Virus rare sans vaccin ni traitement
L'hantavirus peut provoquer un syndrome respiratoire aigu. Aucun vaccin ni traitement spécifique n'existent contre ce virus rare, transmis par contact avec des rongeurs. La souche des Andes, identifiée chez des passagers infectés, est la seule connue pour pouvoir provoquer des cas de transmission interhumaine.
Les victimes et les cas contacts
Les trois passagers décédés sont un couple de Néerlandais et une Allemande. Des croisiéristes sont actuellement hospitalisés ou sous surveillance médicale aux Pays-Bas, en Suisse, en Allemagne et en Afrique du Sud. Des passagers et membres d'équipage d'une vingtaine de pays se trouvent toujours à bord du navire.
Traçage des cas et mesures
Les autorités sanitaires s'attachent à retracer les trajets d'une trentaine de personnes descendus à terre lors d'une escale à Sainte-Hélène, du 22 au 24 avril. L'OMS a informé les 12 pays dont des ressortissants ont débarqué à Sainte-Hélène. À Singapour, deux sexagénaires ont été placés à l'isolement. Un Français ayant pris l'avion avec un cas confirmé et présentant des symptômes bénins a également été placé à l'isolement.
Origine du foyer encore inconnue
L'origine du foyer reste inconnue.

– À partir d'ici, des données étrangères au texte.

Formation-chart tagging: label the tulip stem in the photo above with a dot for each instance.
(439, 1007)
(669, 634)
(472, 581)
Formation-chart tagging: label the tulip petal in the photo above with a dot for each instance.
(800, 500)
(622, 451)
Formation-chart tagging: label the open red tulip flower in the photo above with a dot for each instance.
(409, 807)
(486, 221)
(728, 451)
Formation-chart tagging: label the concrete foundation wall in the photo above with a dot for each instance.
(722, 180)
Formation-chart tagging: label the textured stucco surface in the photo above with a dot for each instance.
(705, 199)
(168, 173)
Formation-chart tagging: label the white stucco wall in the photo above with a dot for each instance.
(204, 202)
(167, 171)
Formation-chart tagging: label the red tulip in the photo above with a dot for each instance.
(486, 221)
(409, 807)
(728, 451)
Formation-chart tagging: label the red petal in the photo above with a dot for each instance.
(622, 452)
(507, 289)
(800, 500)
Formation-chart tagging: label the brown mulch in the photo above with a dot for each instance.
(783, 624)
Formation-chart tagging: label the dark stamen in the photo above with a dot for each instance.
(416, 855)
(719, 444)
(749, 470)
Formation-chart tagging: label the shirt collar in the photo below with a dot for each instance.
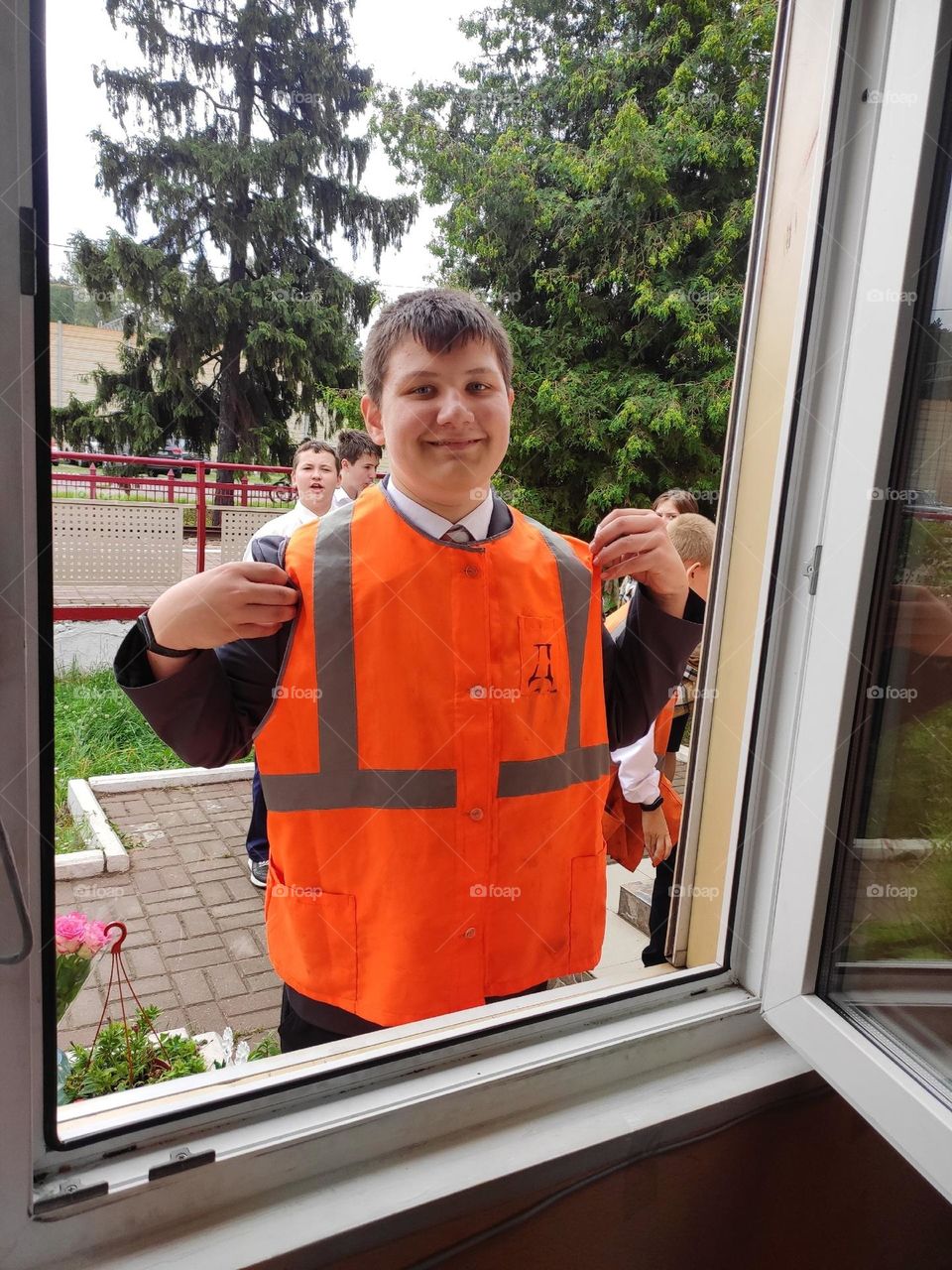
(303, 513)
(435, 526)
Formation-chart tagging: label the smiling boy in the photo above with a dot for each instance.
(433, 731)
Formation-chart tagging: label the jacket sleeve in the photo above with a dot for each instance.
(207, 712)
(644, 662)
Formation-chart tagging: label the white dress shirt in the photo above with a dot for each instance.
(638, 775)
(435, 526)
(282, 526)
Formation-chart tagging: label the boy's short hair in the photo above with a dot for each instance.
(682, 498)
(320, 447)
(692, 538)
(353, 444)
(436, 318)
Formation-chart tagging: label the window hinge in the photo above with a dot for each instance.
(179, 1161)
(62, 1194)
(811, 568)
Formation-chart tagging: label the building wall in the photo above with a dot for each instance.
(73, 353)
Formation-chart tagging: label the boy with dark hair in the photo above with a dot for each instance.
(433, 730)
(359, 460)
(315, 470)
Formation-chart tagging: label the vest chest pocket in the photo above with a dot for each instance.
(312, 942)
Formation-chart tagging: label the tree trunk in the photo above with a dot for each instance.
(232, 420)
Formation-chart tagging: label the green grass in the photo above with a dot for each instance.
(98, 733)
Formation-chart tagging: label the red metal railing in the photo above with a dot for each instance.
(207, 497)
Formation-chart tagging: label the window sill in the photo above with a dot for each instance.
(575, 1098)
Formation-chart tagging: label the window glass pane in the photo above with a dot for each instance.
(889, 942)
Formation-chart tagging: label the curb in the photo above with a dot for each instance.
(104, 849)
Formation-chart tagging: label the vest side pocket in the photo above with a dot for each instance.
(312, 942)
(588, 911)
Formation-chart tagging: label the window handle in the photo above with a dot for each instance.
(18, 902)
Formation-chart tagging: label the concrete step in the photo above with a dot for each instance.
(635, 905)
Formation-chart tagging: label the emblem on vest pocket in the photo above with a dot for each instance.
(539, 653)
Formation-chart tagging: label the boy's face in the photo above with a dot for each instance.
(357, 475)
(315, 480)
(444, 421)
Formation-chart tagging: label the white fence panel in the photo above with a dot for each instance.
(117, 543)
(238, 525)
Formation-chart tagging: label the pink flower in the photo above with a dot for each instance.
(70, 933)
(94, 939)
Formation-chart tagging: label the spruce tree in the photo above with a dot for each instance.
(238, 148)
(597, 162)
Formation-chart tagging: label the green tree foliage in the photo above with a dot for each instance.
(599, 163)
(239, 149)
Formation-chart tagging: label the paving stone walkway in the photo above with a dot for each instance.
(195, 944)
(195, 933)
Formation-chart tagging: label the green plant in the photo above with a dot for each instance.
(118, 1062)
(98, 733)
(266, 1048)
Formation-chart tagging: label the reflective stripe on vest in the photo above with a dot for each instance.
(340, 781)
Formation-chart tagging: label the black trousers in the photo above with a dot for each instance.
(257, 839)
(296, 1033)
(653, 952)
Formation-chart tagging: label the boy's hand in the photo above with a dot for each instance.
(657, 839)
(634, 541)
(244, 599)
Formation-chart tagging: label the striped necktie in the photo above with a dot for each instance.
(457, 534)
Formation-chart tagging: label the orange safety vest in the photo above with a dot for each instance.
(621, 825)
(435, 765)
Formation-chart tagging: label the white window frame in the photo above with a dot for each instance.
(495, 1101)
(849, 400)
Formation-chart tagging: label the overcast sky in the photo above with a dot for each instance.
(400, 45)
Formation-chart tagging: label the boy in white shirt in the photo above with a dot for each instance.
(693, 539)
(315, 471)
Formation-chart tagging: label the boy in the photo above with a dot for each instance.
(693, 539)
(433, 730)
(359, 460)
(315, 470)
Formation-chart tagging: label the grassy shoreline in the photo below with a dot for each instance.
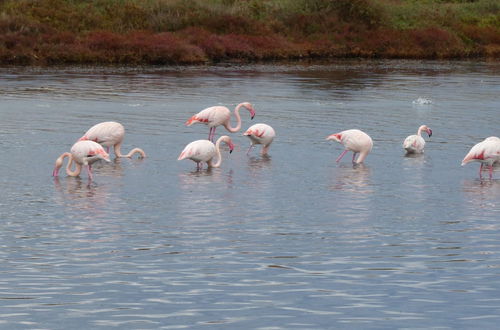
(211, 31)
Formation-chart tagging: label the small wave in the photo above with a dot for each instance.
(422, 101)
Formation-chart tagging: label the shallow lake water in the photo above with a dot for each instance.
(291, 241)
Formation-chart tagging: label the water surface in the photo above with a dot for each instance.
(292, 241)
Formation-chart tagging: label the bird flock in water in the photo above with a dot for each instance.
(90, 147)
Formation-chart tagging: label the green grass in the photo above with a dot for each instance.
(194, 31)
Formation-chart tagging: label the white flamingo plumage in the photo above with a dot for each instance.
(486, 152)
(82, 153)
(260, 134)
(220, 115)
(353, 140)
(204, 151)
(110, 134)
(416, 143)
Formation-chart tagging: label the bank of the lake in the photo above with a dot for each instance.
(196, 31)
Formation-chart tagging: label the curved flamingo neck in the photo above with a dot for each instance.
(361, 158)
(235, 129)
(420, 129)
(217, 150)
(59, 163)
(118, 152)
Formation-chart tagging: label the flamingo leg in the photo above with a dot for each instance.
(213, 134)
(89, 172)
(250, 148)
(341, 155)
(210, 134)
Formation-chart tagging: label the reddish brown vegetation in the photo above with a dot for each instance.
(100, 31)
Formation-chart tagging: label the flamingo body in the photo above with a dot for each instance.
(110, 134)
(260, 134)
(82, 153)
(416, 143)
(487, 152)
(205, 151)
(220, 115)
(353, 140)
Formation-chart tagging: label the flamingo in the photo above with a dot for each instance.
(486, 152)
(83, 153)
(219, 115)
(204, 151)
(109, 134)
(353, 140)
(416, 143)
(260, 134)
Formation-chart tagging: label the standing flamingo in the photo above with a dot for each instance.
(486, 152)
(83, 153)
(204, 151)
(219, 115)
(353, 140)
(416, 143)
(260, 134)
(109, 134)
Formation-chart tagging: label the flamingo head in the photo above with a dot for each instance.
(429, 131)
(250, 108)
(426, 129)
(97, 154)
(227, 140)
(336, 137)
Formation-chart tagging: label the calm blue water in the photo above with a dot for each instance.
(294, 241)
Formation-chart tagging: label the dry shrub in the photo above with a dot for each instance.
(164, 48)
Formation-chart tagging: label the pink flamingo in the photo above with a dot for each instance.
(416, 143)
(353, 140)
(83, 153)
(219, 115)
(204, 151)
(109, 134)
(260, 134)
(486, 152)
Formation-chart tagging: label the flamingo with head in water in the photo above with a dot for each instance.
(82, 153)
(220, 115)
(353, 140)
(204, 151)
(487, 152)
(416, 143)
(260, 134)
(110, 134)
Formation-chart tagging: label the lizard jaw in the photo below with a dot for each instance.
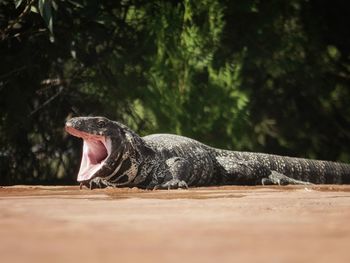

Selon l'OMS, la première contamination a eu lieu avant le début de l'expédition le 1er avril, car le premier passager décédé a présenté des symptômes dès le 6 avril. Le ministère argentin de la Santé a indiqué jeudi ne pas pouvoir confirmer l'origine de la contagion. L'hantavirus est endémique dans certaines régions d'Argentine, avec au moins une soixantaine de cas par an ces dernières années.
Réactions des passagers
Un vidéaste turc, Ruhi Çenet, a déploré que « la vie (ait) poursuivi son cours » sur le bateau malgré la mort du passager néerlandais le 11 avril. Sur une vidéo, un passager raconte que « la plupart des personnes à bord réagissent très calmement ». Deux des cinq ressortissants français toujours à bord ont déclaré que « tout va bien » et que la vie sur le navire est « quasi normale ».